Expletive subjects Just as in UD, expletive subjects, or third person pronouns with no syntactic meaning (e. g English It is cold, French Il faudrait, Indonesian Yang menjadi masalah kemudian), cluster separately (k) from other nsubj relations (small cluster in the bottom left).
In this work, we’ve found that BERT shares some of the ways it represents syntax between its internal representations of different languages. We’ve provided evidence that mBERT learns natural syntactic categories that overlap cross-lingually. Interestingly, we also find evidence that these categories largely agree with traditional linguistic concepts of syntax.
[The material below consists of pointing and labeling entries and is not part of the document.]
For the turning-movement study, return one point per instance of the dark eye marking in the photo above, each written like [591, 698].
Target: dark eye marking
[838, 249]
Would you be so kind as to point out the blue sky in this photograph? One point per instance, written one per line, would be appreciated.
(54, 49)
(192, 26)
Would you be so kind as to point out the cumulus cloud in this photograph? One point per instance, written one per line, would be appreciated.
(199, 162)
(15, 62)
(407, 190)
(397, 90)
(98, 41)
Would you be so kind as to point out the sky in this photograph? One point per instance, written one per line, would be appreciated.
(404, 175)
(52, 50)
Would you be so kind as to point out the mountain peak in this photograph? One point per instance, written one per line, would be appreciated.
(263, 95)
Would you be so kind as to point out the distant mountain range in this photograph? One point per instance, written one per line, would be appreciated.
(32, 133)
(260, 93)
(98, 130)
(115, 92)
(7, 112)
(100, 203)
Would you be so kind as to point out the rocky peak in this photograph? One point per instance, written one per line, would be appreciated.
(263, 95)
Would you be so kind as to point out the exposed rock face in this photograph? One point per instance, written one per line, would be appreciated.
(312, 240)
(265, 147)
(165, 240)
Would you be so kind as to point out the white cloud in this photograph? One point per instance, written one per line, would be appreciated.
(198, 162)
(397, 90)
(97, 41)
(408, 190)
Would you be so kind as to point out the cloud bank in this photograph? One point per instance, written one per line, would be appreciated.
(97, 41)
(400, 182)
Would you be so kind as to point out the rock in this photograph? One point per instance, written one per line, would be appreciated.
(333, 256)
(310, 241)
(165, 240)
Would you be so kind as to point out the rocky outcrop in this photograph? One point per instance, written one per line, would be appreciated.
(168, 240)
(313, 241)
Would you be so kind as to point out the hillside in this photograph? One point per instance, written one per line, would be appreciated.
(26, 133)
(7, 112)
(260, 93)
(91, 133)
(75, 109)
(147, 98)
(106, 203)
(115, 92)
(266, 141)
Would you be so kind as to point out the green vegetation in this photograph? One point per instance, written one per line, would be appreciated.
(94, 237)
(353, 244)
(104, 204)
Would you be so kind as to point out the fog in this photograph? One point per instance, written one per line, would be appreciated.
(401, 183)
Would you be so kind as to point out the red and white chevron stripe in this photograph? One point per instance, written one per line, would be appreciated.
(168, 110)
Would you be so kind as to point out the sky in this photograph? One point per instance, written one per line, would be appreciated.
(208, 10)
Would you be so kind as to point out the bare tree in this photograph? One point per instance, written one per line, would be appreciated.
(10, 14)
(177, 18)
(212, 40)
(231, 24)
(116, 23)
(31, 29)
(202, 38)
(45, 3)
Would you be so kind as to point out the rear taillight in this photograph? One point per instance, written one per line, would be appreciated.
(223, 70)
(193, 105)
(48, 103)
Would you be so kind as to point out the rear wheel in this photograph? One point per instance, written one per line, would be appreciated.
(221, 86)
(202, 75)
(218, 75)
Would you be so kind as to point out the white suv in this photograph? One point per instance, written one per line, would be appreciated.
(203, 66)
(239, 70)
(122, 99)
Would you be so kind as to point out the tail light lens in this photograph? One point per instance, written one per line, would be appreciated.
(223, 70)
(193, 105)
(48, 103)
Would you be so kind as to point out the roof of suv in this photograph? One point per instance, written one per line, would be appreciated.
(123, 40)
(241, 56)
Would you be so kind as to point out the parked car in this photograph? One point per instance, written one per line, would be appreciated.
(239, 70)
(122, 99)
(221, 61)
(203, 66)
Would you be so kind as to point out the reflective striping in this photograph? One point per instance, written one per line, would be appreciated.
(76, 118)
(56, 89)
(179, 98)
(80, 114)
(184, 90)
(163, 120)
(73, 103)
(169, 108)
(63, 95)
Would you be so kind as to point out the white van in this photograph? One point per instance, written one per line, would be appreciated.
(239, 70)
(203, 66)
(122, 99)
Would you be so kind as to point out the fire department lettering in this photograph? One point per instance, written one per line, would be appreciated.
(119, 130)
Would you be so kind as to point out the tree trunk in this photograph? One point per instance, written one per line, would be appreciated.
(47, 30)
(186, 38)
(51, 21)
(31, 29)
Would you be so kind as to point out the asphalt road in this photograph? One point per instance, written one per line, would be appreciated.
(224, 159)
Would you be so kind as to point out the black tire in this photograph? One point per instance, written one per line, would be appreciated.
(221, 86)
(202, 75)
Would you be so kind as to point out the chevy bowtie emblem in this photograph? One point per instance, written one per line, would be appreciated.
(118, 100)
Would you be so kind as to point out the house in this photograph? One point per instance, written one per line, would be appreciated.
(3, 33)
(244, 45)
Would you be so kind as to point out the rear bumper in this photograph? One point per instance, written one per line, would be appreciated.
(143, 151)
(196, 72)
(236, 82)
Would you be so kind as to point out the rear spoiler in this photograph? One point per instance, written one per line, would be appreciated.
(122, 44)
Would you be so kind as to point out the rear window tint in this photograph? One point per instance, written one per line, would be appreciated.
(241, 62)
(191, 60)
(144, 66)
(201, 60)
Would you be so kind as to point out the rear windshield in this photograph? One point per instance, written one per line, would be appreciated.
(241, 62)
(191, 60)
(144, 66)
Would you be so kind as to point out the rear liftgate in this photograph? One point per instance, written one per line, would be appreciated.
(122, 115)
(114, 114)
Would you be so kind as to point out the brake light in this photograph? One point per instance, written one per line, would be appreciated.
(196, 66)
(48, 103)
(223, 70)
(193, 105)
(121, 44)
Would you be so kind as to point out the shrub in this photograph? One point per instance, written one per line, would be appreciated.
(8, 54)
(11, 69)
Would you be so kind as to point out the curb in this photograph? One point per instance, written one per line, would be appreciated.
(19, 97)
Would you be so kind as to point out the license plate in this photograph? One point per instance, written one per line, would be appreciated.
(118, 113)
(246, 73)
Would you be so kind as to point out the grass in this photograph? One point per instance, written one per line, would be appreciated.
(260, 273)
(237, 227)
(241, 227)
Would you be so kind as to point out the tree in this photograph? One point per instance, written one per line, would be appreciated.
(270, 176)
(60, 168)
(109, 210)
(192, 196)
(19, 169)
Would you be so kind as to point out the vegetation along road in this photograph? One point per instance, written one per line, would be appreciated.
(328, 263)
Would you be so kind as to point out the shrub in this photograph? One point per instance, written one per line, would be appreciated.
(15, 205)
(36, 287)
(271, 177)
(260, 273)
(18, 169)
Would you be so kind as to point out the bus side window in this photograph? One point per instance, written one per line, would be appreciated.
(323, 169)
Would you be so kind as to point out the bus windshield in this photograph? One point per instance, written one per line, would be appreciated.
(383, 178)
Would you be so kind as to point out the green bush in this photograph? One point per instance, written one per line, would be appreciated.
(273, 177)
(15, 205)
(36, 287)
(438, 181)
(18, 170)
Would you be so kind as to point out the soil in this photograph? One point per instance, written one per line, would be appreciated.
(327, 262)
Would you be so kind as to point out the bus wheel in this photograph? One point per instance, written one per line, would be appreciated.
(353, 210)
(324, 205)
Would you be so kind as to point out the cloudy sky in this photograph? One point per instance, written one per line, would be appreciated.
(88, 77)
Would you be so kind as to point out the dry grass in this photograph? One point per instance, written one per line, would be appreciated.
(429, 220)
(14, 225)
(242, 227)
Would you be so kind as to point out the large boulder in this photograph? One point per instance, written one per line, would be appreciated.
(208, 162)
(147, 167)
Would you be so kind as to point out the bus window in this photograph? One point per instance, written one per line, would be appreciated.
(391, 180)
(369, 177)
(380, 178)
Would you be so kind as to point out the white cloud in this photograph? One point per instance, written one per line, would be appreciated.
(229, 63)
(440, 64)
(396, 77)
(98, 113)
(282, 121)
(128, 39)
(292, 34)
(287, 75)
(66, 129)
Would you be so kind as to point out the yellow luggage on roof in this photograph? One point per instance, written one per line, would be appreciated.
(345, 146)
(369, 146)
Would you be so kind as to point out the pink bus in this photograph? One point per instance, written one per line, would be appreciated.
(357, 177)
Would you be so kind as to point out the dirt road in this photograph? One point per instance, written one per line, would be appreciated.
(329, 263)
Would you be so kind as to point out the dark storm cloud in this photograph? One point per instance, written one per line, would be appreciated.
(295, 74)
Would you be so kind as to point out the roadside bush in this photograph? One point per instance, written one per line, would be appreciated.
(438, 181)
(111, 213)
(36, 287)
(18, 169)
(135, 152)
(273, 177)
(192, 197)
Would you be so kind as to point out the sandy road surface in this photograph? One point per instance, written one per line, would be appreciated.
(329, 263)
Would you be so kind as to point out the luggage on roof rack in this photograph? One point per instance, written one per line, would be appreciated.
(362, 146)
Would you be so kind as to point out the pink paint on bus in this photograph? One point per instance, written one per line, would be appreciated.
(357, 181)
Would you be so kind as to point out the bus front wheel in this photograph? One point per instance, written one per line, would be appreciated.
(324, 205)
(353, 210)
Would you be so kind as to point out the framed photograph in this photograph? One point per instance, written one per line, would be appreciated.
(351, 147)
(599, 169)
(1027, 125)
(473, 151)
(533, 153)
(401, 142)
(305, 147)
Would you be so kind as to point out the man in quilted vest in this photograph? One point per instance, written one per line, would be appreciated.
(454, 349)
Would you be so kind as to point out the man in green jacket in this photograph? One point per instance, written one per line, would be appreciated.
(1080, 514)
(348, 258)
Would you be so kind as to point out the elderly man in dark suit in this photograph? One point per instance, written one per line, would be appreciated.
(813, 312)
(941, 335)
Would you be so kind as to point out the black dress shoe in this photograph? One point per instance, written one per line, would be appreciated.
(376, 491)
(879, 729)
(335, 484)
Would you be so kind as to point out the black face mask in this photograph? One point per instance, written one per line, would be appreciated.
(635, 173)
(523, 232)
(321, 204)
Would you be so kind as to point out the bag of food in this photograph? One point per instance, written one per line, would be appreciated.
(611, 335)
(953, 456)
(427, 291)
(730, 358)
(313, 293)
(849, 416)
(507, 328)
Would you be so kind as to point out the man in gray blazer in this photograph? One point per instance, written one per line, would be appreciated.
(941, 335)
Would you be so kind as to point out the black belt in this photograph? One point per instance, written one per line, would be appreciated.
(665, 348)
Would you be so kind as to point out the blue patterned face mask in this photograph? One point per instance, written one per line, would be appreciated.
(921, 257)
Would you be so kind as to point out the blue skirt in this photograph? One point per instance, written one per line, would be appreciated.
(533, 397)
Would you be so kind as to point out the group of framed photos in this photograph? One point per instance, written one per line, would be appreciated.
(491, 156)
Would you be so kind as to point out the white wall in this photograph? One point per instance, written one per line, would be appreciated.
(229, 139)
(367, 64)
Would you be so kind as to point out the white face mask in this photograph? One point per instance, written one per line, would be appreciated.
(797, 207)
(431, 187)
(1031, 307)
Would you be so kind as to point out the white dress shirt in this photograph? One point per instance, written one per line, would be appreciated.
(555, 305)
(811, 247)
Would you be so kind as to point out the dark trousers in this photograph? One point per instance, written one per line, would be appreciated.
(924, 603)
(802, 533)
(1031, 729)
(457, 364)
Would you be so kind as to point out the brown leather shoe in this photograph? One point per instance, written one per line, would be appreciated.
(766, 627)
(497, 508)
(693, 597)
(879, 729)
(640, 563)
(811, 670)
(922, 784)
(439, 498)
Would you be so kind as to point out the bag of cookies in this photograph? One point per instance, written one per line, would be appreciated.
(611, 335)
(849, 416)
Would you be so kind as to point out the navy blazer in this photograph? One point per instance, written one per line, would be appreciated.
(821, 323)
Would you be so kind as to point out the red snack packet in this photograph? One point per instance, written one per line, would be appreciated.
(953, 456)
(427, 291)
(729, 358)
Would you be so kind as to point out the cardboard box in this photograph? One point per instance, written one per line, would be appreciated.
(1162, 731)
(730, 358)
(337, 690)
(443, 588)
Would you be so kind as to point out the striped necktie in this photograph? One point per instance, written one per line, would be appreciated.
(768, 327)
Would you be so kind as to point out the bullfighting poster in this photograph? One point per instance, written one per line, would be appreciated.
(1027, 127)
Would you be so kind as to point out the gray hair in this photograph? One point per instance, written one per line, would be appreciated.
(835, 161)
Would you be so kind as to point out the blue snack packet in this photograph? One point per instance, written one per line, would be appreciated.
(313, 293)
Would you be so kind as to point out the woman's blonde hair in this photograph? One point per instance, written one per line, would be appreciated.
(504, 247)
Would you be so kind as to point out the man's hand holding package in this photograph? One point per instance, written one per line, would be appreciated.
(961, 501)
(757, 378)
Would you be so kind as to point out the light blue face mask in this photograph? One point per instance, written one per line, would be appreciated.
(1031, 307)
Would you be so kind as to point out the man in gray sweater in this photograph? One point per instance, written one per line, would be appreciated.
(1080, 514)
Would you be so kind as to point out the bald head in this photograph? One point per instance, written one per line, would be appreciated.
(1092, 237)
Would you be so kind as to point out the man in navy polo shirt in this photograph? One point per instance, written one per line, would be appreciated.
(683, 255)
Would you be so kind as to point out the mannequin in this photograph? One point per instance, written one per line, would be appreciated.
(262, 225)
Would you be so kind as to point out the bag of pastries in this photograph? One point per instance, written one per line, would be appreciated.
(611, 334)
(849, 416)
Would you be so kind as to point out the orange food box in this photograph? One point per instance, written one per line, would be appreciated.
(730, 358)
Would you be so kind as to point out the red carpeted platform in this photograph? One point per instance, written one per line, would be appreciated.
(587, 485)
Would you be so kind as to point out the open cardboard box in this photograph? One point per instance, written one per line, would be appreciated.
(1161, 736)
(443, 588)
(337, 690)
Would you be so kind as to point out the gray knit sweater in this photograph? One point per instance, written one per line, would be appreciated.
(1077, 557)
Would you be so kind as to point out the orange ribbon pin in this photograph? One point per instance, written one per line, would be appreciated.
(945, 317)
Excitingly, our methods allow us to examine fine-grained syntactic categories native to mBERT. By removing assumptions on what the ontology of syntactic relations should look like, we discover that mBERT’s internal representations innately share significant overlap with linguists’ idea of what syntax looks like. However, there are also some interesting differences between the two, the nature of which is definitely worth further investigation!
If you’d like to run some tests or generate some visualizations of your own, please head on over to the multilingual-probing-visualization codebase!
Finally, I’m deeply grateful to John Hewitt and Chris Manning, as well as members of the Stanford NLP group for their advice, including but not limited to: Erik Jones, Sebastian Schuster, and Chris Donahue. Many thanks also to John Hewitt and Dylan Losey for reading over the draft of this blog post, and to Mohammad Rasooli for advice on Farsi labels in the original paper.
- For a linguistic perspective (specifically, in the field of second-language acquisition), see Cook (1995).
- This definition is a general overview and leaves some important questions. How exactly, for instance, do we evaluate the complexity of our probe? Relatedly, how much of the performance improvement is due to the model, and how much is due to the probe itself? For more work on this, see Hewitt and Liang (2019) and Pimentel et al. (2020).
- A linear transformation on a vector is simply multiplication by a matrix: h' = Ah
- Technically speaking, this is constrained to the assumption that BERT would choose the same head-dependent pairs as UD does.